Things cooled down when the ban was temporarily lifted after a few weeks but it looks like Huawei is once again getting into more legal trouble with the US government.
More (legal) troubles
The Justice Department of the United States (DOJ) has now added new criminal charges against Huawei and two of its subsidiaries operating in the US. The charges are federal racketeering and conspiracy to steal trade secrets from American companies.
In a press release from the Department of Justice, it mentioned that:
The 16-count superseding indictment also adds a charge of conspiracy to steal trade secrets stemming from the China-based company’s alleged long-running practice of using fraud and deception to misappropriate sophisticated technology from U.S. counterparts.
Prosecutors also mentioned:
As a consequence of its campaign to steal this technology and intellectual property, Huawei was able to drastically cut its research and development costs and associated delays, giving the company a significant and unfair competitive advantage.

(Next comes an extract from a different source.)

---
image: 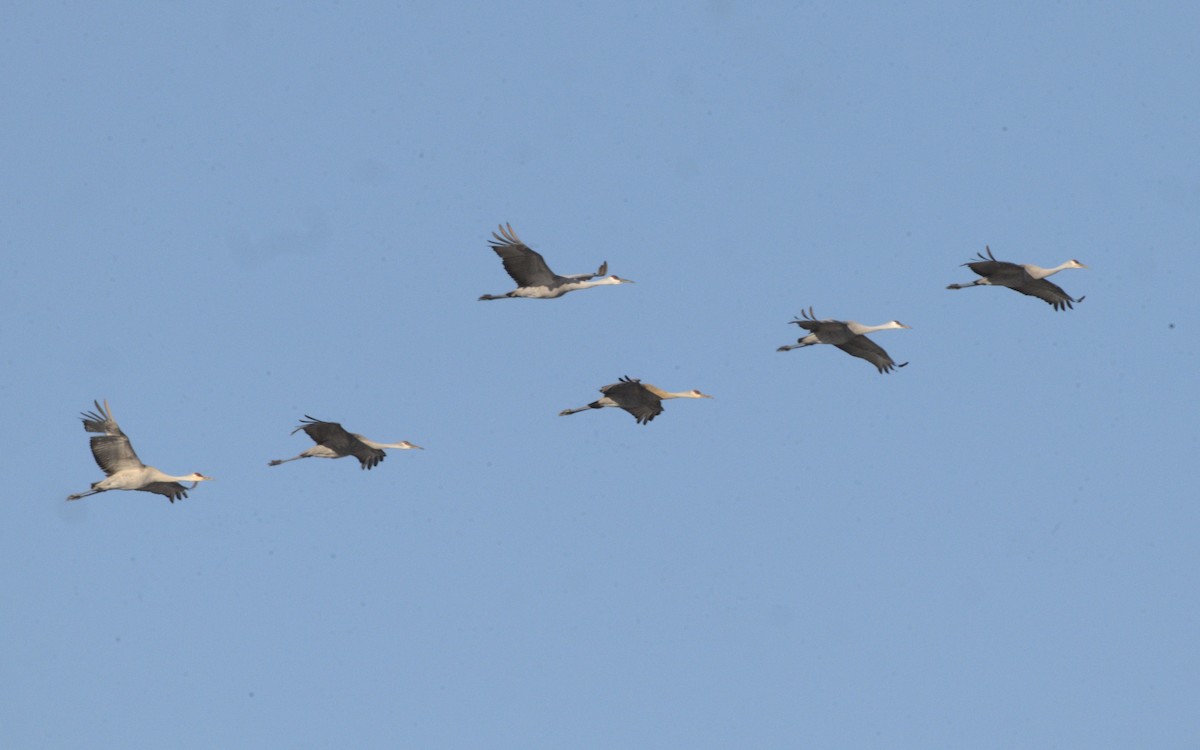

Apart from several cases of industrial espionage and IP theft, the DOJ has also accused Huawei of evading US rules on doing business with countries like North Korea and Iran and trying to cover up the full scope of Huawei’s involvement with these countries.
These new charges suggest that the US is not backing down in its fight over Huawei, adding tensions to US and China relations again.
Huawei wasn’t quick to respond to these allegations but later issued a statement saying:
This new indictment is part of the Justice Department’s attempt to irrevocably damage Huawei’s reputation and its business for reasons related to competition rather than law enforcement.
The ‘racketeering enterprise’ that the government charged today is nothing more than a contrived repackaging of a handful of civil allegations that are almost 20 years old and that have never been the basis of any significant monetary judgment against Huawei. The government will not prevail on these charges which we will prove to be both unfounded and unfair.
Among those indicted with the new charges is also Huawei’s CFO, Meng Wanzhou, who is still undergoing a process of extradition to the US from Canada, when she was arrested back in November 2018.